So how will financial management help me stay on track and why is this important?
Effective financial management goes beyond the record-keeping of an organization. Financial management requires the use of the financial reports produced at the end of a financial period to make informed decisions for the best interests of the company. Three key areas considered are planning, budgeting and measuring performance.
A business plan is a tool used to help get funding or for potential partners. Even if your business is not requiring funding or have a need for partners, a well thought out business plan can help an owner be more prepared for future stumbling blocks.
A good business plan will describe the company’s business activities, goals, stakeholders, marketing analysis, financial plan, risks and plan to overcome obstacles and achieve their goals.
A budget is a great way to keep your business on track. It is so easy to overspend, especially in the first few years in business. When creating a budget we need to be very honest with ourselves as to what we expect for future financing, revenues and expenses. A thorough business budget will provide you with the insights needed to grow your business efficiently and not run out of capital.

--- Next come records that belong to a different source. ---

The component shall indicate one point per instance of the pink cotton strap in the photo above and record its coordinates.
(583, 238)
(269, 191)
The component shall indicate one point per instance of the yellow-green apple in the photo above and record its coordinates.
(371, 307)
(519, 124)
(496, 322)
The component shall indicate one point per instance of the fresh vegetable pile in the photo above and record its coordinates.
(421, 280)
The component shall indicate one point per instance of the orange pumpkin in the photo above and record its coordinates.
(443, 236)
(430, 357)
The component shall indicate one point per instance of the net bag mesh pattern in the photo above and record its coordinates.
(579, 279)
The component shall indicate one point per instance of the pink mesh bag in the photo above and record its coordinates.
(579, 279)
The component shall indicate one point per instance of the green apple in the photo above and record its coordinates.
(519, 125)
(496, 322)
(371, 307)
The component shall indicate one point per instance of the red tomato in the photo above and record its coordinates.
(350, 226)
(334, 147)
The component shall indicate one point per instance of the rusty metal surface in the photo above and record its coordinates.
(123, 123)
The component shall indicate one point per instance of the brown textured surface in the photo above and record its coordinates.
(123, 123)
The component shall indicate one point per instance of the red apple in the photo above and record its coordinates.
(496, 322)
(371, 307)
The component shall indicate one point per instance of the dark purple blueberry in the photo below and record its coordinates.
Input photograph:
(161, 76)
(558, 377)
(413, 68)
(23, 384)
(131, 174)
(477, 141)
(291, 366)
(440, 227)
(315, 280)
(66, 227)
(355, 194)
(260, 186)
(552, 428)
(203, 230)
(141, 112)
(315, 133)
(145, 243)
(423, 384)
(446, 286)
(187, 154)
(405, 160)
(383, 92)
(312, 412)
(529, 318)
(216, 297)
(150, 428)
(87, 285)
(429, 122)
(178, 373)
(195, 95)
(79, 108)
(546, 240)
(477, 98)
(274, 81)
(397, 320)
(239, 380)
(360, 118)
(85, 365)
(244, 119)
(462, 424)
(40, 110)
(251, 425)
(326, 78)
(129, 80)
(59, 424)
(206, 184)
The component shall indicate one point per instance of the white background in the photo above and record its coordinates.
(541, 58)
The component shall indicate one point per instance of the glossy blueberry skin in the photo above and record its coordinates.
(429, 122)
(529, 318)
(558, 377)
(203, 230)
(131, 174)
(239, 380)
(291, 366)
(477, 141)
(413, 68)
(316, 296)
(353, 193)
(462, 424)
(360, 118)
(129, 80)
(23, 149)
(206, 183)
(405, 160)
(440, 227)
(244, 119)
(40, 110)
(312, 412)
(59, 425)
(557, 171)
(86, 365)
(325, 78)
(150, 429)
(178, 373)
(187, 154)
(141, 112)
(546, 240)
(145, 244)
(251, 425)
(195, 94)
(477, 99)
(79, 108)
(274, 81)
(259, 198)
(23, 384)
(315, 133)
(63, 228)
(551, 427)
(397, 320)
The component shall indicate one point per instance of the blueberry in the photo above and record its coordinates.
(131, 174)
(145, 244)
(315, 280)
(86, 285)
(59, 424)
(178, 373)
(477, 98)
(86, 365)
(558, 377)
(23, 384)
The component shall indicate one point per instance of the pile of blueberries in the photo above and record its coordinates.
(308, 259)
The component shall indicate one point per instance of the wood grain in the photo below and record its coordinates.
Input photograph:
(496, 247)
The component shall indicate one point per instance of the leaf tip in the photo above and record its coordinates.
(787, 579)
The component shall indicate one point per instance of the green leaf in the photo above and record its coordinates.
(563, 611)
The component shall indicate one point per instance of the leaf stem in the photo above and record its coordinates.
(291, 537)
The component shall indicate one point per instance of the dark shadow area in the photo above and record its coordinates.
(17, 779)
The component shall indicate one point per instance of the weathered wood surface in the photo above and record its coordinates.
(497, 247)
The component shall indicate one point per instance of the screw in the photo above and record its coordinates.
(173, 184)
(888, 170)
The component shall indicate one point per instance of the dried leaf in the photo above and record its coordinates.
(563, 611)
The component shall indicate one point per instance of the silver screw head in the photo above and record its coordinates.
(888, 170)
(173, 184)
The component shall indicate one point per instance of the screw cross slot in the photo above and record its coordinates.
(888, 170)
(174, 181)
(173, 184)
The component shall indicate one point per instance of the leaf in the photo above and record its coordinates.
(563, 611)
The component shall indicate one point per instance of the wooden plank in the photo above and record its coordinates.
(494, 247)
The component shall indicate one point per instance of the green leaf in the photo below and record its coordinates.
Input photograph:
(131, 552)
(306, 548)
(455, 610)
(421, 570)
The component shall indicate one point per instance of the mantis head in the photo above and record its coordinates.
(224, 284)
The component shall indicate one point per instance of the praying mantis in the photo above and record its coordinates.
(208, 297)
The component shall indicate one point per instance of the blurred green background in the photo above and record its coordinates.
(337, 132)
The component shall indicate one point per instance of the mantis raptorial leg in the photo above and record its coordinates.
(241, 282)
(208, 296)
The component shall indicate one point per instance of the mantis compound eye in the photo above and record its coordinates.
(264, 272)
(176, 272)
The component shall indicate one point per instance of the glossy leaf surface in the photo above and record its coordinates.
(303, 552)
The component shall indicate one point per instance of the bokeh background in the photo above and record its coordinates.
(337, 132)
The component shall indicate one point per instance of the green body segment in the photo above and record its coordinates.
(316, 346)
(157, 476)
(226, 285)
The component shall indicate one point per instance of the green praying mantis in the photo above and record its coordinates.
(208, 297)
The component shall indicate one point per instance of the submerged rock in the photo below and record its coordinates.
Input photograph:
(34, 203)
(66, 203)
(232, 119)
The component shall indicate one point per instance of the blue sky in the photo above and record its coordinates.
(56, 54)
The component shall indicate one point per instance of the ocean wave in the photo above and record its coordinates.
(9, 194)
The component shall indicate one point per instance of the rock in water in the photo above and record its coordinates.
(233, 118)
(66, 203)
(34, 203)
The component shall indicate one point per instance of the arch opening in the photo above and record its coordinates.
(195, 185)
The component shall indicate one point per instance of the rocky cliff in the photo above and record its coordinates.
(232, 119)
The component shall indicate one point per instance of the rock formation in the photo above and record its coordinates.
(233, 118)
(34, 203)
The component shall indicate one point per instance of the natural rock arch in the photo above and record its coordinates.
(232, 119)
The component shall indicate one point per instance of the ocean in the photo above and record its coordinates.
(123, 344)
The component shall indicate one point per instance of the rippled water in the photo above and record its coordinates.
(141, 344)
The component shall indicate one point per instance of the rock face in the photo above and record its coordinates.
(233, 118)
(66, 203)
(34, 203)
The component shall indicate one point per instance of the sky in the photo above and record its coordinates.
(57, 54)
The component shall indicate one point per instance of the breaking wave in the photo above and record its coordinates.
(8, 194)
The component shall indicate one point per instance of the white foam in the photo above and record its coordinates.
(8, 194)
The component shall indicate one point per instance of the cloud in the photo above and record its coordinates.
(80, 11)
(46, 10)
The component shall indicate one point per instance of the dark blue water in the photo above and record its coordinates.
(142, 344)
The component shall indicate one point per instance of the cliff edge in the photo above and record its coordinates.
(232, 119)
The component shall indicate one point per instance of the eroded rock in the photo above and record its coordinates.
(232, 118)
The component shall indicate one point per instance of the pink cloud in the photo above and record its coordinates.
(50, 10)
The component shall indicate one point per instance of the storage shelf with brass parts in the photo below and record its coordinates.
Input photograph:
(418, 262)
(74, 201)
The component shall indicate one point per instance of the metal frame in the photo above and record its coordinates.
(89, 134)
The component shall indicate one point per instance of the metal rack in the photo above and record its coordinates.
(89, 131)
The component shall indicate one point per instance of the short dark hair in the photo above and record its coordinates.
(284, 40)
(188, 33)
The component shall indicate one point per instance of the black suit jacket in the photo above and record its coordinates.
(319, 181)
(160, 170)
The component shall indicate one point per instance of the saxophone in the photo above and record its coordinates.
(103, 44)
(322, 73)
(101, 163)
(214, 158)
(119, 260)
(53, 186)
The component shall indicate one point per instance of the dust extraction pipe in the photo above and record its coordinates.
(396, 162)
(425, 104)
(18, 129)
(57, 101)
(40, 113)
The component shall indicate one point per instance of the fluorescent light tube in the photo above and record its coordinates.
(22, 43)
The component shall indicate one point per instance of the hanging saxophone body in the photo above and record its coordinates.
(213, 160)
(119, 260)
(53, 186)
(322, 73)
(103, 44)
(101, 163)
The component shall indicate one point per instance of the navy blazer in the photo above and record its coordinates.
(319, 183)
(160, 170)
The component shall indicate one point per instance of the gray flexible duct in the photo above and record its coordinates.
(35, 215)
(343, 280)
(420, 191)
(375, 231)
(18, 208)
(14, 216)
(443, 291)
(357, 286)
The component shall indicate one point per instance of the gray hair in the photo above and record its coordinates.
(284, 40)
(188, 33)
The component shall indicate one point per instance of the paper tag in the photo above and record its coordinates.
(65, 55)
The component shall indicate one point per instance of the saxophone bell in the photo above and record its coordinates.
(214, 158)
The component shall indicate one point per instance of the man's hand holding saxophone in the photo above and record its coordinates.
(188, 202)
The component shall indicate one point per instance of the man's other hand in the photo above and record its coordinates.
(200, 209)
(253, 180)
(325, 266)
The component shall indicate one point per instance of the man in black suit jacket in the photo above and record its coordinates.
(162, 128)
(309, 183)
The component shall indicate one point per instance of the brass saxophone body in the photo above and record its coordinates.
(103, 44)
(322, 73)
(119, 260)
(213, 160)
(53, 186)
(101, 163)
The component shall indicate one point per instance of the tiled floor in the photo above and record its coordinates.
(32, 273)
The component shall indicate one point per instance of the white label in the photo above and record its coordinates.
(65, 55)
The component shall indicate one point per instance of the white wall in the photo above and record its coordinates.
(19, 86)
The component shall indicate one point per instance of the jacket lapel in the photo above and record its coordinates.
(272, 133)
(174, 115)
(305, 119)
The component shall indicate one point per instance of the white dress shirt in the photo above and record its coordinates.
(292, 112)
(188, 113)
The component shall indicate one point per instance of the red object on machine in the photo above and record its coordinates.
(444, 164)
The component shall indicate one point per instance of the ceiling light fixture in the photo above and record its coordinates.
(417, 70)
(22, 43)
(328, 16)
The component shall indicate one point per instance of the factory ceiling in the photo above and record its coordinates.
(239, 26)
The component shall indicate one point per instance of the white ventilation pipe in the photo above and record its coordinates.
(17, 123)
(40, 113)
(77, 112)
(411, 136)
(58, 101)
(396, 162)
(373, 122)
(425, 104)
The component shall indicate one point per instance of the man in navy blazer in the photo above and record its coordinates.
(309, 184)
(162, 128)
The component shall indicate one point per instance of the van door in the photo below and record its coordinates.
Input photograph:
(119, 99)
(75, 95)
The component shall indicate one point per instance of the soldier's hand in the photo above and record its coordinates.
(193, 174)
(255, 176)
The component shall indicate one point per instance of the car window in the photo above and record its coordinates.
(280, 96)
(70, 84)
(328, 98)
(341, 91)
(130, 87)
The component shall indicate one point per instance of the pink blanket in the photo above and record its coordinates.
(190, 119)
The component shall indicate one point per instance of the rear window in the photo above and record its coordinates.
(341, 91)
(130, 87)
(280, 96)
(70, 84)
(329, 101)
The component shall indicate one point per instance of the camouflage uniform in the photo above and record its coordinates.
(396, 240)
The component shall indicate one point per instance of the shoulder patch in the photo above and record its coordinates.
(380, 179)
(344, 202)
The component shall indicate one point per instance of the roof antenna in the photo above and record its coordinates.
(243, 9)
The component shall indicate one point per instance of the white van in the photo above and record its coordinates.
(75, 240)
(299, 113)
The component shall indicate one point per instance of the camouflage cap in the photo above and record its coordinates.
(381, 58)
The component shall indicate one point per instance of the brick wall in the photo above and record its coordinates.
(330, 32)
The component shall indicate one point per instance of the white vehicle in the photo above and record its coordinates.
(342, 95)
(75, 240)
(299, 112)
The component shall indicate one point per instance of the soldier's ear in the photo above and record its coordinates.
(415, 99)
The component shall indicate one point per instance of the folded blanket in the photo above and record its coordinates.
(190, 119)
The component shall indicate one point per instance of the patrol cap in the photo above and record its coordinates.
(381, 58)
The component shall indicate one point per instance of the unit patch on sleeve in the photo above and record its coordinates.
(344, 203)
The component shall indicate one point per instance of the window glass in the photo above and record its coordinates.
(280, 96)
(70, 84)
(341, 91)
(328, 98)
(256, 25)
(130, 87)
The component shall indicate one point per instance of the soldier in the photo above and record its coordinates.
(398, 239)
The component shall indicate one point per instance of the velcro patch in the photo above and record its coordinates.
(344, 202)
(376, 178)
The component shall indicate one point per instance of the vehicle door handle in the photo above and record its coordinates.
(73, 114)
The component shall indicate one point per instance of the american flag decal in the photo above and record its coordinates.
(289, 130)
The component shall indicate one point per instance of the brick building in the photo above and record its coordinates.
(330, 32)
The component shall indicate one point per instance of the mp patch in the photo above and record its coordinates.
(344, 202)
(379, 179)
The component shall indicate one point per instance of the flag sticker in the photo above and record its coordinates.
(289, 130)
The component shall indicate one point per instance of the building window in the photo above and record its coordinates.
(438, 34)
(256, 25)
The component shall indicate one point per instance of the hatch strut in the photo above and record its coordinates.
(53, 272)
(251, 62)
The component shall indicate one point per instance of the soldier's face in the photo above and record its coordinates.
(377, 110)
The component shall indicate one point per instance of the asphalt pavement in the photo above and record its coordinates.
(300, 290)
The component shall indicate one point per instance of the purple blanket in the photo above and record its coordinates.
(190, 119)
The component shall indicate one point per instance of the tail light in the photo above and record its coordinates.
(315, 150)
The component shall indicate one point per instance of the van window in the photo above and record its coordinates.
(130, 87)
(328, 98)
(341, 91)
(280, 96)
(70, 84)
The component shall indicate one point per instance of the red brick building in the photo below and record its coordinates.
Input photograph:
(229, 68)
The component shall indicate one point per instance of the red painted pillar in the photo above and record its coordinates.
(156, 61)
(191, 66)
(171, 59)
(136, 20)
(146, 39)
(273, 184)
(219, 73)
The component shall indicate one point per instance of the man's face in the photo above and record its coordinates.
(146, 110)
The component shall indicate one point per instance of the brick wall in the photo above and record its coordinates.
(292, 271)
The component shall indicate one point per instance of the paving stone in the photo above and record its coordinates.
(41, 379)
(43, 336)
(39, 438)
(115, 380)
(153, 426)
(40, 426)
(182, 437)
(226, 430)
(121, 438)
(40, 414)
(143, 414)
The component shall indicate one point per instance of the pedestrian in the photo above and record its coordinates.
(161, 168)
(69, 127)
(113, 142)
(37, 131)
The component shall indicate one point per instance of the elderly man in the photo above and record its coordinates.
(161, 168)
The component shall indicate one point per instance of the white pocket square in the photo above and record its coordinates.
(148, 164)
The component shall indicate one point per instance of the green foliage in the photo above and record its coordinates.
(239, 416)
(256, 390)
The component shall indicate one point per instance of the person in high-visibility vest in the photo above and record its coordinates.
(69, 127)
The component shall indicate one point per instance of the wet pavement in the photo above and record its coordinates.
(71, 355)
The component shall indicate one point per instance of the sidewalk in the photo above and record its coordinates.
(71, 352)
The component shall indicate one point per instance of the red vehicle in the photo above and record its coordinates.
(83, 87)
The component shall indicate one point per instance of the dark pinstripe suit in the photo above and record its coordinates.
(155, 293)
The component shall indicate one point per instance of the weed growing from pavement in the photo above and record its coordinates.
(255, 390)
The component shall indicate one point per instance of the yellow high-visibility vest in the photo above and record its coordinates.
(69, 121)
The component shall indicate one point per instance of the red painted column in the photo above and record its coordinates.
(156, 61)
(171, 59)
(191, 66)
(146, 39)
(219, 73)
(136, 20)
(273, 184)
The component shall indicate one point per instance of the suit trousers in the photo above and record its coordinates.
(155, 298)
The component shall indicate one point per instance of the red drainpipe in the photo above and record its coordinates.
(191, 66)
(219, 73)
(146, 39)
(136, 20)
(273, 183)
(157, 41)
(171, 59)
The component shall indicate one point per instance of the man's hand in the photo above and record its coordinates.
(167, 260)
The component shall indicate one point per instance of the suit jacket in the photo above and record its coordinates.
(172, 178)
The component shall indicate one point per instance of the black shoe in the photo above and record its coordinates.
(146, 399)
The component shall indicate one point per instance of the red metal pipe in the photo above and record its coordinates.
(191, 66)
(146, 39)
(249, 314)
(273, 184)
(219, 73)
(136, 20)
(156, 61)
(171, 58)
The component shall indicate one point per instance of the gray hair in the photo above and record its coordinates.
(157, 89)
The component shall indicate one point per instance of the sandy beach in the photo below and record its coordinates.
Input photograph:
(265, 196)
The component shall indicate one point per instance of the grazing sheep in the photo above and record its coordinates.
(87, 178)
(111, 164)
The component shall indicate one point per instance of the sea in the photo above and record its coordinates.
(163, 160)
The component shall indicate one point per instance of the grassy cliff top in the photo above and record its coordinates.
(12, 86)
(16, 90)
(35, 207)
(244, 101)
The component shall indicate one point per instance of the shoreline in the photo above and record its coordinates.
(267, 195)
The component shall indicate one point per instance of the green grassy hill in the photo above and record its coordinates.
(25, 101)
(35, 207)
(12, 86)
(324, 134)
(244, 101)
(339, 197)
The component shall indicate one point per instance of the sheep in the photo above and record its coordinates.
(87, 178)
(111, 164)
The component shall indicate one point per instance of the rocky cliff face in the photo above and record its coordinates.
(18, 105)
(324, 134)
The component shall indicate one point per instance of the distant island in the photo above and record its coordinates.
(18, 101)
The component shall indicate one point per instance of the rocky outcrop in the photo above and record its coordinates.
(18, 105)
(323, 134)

So you know your business goals, you have been sticking as closely as possible to your budget now is when we get to see how it all measures up. When measuring performance we use information found on the financial statements produced at the end of each reporting period. For many small to medium size businesses this is usually at the end of each year but depending on the amount of transactions and the needs of management or investors this may be each quarter or even monthly. Two key financial management tools for measuring performance are Variance Analysis and Financial Statement Analysis.
The variance analysis will compare the actual results against the budgeted amounts. The variance analysis can point out areas of concern, changes in the business environment or areas that were overlooked. The variance analysis can make for more reliable future budgets.
Financial Statement Analysis
Once the financial reports are run, we can then use the financial statements to calculate financial ratios. The ratios are used to benchmark the company’s performance against past year performance and that of competitors. Common types of ratios include:
- Profitability ratios
- Liquidity ratios
- Leverage ratios
- Inventory Turnover ratios
- Market Value Ratios
Successful financial management is important in order to keep your business on track. Financial management can help evaluate and adjust the business plan, measure performance, clearly communicate financial information, and create internal controls and accountability.